Pour Duc, toute la filière a été créée avec des couvoirs, des usines d’aliments et des abattoirs, au prix de 80 millions d’investissements. En amont, les céréaliers ont investi la même somme. Bourgoin s’assure ainsi une « traçabilité » qui va jusqu’à la sélection des semences et des parcelles !

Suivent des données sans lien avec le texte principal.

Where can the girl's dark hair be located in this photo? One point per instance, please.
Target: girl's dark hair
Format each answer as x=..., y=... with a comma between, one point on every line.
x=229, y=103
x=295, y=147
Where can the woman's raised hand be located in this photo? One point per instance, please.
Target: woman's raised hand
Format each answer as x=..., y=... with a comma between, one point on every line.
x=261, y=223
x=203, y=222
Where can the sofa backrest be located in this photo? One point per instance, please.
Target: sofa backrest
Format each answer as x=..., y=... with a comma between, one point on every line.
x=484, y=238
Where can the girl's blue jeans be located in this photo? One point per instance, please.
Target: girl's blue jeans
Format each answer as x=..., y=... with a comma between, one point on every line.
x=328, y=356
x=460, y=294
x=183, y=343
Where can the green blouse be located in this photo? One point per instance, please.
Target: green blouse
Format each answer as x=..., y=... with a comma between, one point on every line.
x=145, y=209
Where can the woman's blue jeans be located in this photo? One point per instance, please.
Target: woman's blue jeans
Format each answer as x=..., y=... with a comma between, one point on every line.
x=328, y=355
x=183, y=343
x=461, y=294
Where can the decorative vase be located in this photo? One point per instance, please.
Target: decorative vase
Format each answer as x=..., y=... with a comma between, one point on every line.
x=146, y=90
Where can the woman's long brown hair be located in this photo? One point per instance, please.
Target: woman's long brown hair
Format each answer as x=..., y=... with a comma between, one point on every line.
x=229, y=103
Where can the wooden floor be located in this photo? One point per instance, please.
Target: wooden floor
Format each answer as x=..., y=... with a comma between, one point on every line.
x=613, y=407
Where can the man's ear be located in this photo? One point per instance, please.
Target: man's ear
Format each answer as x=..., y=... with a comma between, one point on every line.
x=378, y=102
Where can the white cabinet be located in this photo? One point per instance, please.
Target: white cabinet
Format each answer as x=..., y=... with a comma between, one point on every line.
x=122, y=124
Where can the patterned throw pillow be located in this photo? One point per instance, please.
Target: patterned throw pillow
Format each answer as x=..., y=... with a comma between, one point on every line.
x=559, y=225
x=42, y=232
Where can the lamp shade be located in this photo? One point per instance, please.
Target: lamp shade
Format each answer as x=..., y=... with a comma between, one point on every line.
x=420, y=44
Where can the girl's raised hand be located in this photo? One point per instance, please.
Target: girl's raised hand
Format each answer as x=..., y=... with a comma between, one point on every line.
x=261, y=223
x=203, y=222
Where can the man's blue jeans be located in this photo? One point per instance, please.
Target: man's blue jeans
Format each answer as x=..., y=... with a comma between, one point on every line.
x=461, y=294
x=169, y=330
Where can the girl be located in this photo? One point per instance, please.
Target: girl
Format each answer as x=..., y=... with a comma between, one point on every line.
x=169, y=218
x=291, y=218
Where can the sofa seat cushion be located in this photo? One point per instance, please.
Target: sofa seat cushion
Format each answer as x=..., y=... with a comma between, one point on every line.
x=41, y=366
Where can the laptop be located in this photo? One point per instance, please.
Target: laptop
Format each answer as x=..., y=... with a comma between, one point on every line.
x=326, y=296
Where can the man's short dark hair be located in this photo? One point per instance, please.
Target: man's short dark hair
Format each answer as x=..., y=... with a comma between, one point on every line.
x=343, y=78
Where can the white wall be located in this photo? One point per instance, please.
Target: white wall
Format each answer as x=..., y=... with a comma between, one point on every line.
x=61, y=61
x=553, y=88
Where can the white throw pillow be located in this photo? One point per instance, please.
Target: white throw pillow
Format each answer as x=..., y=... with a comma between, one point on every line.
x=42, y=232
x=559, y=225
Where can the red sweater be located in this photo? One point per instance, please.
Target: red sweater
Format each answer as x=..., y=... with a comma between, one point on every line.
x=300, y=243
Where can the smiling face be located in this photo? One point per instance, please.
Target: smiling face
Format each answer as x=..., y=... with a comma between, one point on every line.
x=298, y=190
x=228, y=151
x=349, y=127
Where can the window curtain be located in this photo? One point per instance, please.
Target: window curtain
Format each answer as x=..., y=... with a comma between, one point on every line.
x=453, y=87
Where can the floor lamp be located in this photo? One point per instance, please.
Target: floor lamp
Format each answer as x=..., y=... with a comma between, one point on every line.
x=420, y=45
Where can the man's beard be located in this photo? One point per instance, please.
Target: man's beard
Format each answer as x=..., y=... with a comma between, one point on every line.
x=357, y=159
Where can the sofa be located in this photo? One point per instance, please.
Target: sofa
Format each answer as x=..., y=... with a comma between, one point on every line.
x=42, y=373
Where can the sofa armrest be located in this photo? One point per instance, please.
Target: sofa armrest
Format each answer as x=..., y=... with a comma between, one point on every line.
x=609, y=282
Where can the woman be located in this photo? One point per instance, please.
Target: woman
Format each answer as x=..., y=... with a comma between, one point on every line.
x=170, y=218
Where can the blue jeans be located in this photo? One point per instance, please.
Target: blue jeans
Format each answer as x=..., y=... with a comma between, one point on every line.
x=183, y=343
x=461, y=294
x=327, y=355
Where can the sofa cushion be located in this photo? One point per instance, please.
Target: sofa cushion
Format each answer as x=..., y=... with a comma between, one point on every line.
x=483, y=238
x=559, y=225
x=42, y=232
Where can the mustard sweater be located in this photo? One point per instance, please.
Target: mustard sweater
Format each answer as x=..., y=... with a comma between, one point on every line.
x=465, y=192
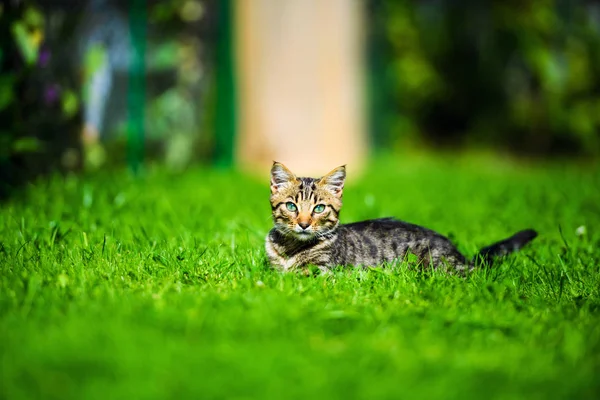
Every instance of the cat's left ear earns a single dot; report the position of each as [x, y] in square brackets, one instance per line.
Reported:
[280, 176]
[334, 181]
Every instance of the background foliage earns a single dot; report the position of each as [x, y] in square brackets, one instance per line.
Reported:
[520, 75]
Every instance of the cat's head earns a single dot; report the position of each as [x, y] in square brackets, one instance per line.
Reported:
[306, 208]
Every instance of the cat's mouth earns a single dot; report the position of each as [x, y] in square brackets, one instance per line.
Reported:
[304, 234]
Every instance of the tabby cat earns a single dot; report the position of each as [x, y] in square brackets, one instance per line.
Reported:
[307, 231]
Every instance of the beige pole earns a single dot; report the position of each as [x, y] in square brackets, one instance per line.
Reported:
[300, 93]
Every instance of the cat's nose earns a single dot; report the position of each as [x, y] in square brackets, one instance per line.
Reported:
[303, 225]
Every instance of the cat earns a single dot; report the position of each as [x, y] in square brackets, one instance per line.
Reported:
[307, 231]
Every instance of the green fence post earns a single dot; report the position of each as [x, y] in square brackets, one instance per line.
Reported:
[225, 124]
[136, 94]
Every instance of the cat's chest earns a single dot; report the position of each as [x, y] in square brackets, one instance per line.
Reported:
[286, 258]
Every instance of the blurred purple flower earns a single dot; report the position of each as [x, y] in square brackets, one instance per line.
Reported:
[51, 94]
[44, 57]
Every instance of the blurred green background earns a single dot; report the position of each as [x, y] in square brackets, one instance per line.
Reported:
[511, 76]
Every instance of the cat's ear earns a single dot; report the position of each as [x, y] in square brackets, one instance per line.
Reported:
[334, 181]
[280, 176]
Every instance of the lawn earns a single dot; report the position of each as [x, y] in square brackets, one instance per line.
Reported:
[157, 287]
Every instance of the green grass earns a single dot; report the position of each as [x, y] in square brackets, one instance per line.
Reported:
[114, 287]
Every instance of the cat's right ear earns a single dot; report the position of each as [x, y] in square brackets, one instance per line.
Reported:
[280, 176]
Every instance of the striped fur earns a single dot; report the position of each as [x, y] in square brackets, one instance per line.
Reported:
[307, 231]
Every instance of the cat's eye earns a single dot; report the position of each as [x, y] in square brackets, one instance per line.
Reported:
[319, 208]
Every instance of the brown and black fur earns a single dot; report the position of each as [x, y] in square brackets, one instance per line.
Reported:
[302, 236]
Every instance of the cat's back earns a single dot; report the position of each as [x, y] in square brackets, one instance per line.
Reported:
[374, 241]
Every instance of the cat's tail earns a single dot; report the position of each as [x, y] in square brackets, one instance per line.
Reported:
[489, 254]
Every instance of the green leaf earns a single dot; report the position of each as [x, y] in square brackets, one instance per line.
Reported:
[26, 145]
[25, 42]
[6, 90]
[70, 103]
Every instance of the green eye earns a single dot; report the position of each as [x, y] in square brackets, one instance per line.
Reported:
[319, 208]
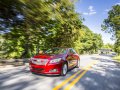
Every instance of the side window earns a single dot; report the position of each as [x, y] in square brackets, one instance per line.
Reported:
[71, 51]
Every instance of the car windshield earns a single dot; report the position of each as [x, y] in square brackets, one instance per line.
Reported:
[56, 51]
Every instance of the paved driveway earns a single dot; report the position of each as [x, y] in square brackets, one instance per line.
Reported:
[95, 73]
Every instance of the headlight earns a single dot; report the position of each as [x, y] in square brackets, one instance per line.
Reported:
[55, 60]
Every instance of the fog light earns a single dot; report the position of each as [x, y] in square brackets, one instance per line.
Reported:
[53, 70]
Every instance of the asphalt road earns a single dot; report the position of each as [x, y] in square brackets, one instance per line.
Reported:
[95, 73]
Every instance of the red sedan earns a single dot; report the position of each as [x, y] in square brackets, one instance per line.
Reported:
[55, 61]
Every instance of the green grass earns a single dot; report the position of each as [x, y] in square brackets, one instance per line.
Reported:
[117, 58]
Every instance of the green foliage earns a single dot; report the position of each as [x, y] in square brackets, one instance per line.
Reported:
[91, 42]
[108, 46]
[112, 25]
[33, 25]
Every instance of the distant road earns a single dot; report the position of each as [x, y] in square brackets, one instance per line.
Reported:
[96, 72]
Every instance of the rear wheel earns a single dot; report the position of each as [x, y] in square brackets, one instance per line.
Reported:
[78, 64]
[64, 69]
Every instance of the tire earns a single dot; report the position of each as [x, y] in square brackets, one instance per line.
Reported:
[78, 64]
[64, 69]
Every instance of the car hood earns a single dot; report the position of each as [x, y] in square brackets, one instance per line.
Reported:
[49, 57]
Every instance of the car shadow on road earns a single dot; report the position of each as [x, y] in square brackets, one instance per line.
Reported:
[103, 76]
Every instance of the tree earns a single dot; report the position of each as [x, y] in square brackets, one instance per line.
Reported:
[112, 25]
[90, 41]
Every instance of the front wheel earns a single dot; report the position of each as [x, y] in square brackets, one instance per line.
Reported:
[78, 64]
[64, 69]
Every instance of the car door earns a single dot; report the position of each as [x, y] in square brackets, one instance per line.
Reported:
[71, 58]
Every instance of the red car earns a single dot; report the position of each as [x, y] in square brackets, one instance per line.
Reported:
[55, 61]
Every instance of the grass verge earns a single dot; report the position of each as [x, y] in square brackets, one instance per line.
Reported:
[117, 58]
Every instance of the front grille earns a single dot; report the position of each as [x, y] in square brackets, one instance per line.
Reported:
[38, 69]
[40, 61]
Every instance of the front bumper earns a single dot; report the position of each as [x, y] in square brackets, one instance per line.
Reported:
[49, 69]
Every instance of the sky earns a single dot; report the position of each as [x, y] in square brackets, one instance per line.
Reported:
[94, 12]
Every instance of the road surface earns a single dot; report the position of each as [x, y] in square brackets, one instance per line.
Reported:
[96, 72]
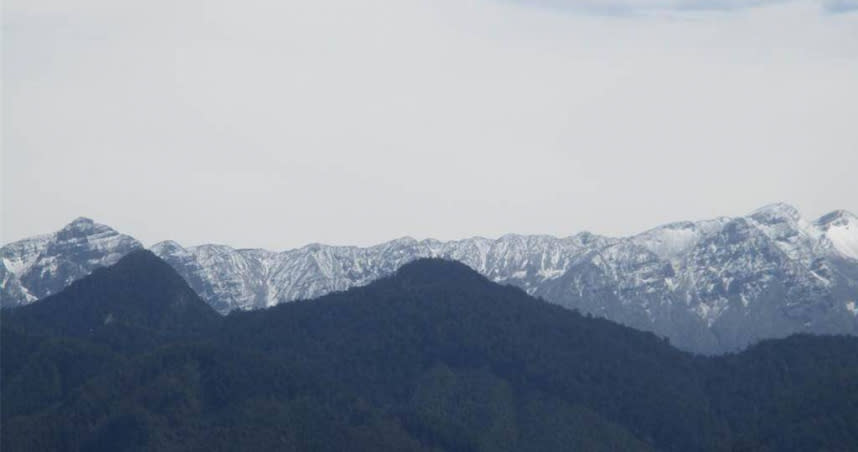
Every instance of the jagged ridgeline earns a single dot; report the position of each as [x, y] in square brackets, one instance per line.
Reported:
[710, 286]
[434, 357]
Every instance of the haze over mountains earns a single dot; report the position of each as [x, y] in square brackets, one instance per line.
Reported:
[709, 286]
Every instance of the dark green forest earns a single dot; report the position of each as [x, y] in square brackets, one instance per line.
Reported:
[433, 358]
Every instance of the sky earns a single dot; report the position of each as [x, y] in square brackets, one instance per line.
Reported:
[277, 124]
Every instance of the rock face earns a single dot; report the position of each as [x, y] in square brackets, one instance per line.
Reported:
[710, 287]
[40, 266]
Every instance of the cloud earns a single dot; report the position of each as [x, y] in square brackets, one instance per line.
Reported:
[275, 124]
[841, 6]
[622, 7]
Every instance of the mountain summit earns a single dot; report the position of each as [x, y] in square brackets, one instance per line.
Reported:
[709, 286]
[140, 292]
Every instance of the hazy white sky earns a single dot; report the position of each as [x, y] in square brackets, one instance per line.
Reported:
[276, 124]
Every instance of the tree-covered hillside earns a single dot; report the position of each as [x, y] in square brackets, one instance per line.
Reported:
[435, 357]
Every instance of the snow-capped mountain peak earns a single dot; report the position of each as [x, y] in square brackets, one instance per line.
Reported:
[710, 286]
[840, 229]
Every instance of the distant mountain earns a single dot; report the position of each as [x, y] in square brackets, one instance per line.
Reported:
[709, 286]
[433, 357]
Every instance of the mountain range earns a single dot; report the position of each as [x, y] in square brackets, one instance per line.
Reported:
[710, 286]
[434, 357]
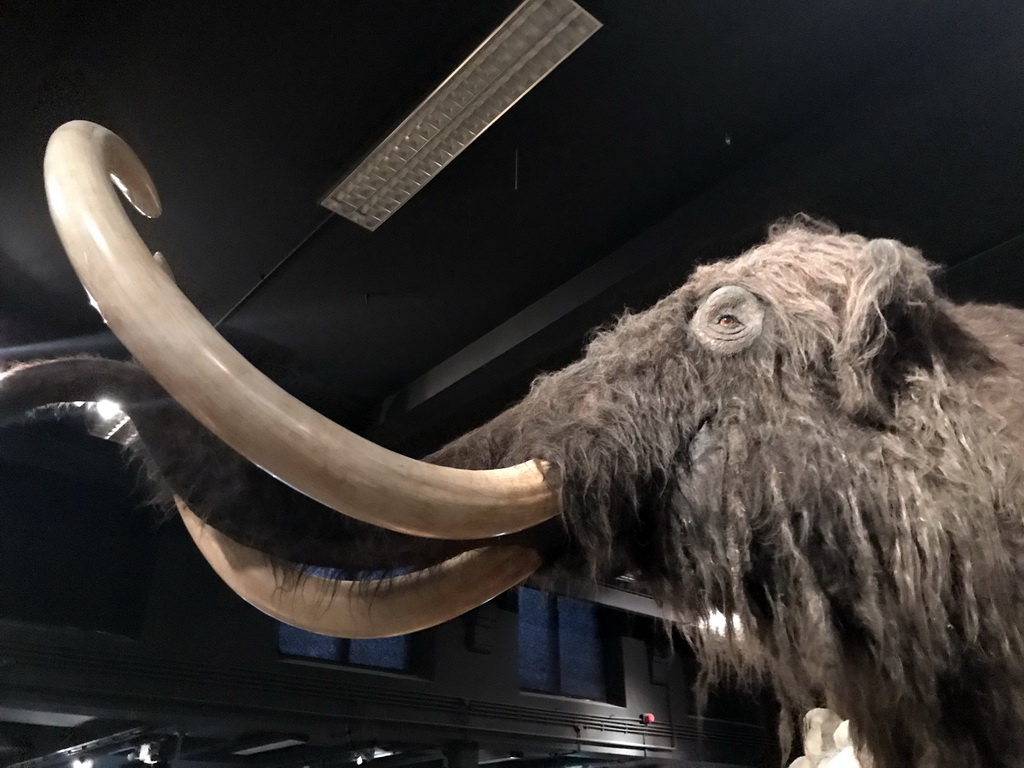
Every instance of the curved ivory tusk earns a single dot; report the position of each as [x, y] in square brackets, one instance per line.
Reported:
[183, 352]
[359, 609]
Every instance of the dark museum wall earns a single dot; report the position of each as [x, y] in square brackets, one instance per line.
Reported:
[674, 136]
[119, 621]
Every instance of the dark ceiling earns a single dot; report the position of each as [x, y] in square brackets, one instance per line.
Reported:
[677, 133]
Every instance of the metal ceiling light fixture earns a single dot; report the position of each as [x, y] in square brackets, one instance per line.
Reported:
[530, 43]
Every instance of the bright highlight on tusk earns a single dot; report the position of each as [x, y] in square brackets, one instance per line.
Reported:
[364, 609]
[182, 351]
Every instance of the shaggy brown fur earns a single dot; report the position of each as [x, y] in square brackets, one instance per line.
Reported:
[847, 486]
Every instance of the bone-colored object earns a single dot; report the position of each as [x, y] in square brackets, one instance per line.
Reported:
[826, 742]
[842, 735]
[183, 352]
[819, 725]
[363, 609]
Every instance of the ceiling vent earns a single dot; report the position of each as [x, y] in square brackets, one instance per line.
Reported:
[529, 44]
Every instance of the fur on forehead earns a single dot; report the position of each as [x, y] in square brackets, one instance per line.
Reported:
[806, 267]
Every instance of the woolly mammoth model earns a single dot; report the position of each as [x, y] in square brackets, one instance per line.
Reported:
[808, 439]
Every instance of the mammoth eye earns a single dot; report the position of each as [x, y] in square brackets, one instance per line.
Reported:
[729, 320]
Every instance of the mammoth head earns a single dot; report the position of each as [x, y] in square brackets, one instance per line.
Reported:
[708, 444]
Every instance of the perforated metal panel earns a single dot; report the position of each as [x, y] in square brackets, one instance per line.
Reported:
[528, 45]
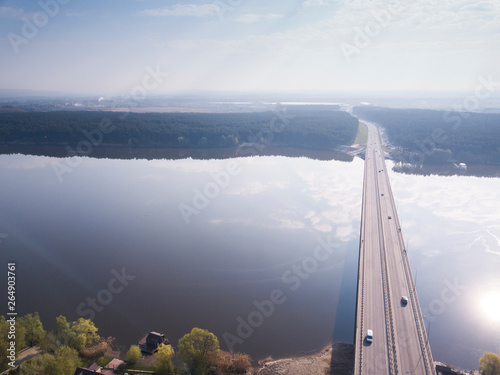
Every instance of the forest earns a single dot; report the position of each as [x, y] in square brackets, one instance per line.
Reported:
[298, 127]
[439, 136]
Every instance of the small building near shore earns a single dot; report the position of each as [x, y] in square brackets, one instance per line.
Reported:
[150, 343]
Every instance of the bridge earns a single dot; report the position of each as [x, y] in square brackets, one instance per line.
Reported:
[400, 344]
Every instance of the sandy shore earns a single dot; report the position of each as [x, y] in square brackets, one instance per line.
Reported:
[334, 359]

La clientèle s’est laissée séduire. Depuis 1996, la marque Duc est même devenue une petite vedette de la Bourse. En 1997, le résultat net avait déjà progressé de 33 %, le CA de 16, 5 %, avec une part à l’international (multipliée par trois) de 46 millions de francs. 1998 aura été marquée notamment par la diversification dans la dinde certifiée et le lancement de la filière dans le Sus-Est de la France. Le CA 1998, qui sera révélé fin février, devrait se situer aux alentours de 430 millions de francs, affichant entre 30 et 35 % de croissance, pour un résultat net de 11 ou 12 millions de francs, malgré les 10 millions du budget marketing. Force est de constater que cette stratégie s’est avérée payante !

Douce France, une image haut de gamme

Ce qui a marché pour la filiale cotée en Bourse est appliqué à Douce France, une marque de bonne notoriété ressortie du placard. « Celle-ci a l’avantage de n’avoir jamais été utilisée pour le bas de gamme », affirme Bourgoin. Elle signe en effet des produits élaborés (brochettes, farcis, saucisses), des découpes, mais aussi des labels, comme le poulet fermier du Gers, et des volailles bio, qui lui donnent une image haut de gamme. Comme Duc, Douce France a bénéficié de 10 millions de soutiens publicitaires en 1998 et génère déjà 300 millions de francs de CA, un chiffre appelé à doubler l’an prochain. La distribution numérique de la marque n’atteint que 56 % dans les magasins, alors qu’elle est référencée dans toutes les centrales.

Farmstead, vers les produits élaborés

En cédant sa participation dans la société BMP à son associé Moy Park (groupe irlandais), Bourgoin récupère l’entière maîtrise de sa filière produits élaborés. Il y a perdu l’usine d’Hénin-Beaumont, mais en a profité pour renforcer ces capacités, en inaugurant une nouvelle unité à Guingamp (22), qui devient également le siège de Farmstead. Faisant l’objet d’un investissement de 65 millions de francs, cette usine porte la capacité du groupe, sur ce secteur, à 28 000 tonnes. Farmstead fabrique des produits à sa marque, d’autres pour les MDD (Marques De Distributeurs), la restauration, ainsi que sous la marque Douce France (notamment 7 références de volailles cuites et marinées, prêtes à consommer). Le développement de Farmstead, tant industriel qu’avec des produits qui se rapprochent de plus en plus des produits traiteurs (aiguillettes de dinde à la normande, pilons à la basquaise...), marque bien la volonté de Bourgoin de gagner la bataille de la valeur ajoutée.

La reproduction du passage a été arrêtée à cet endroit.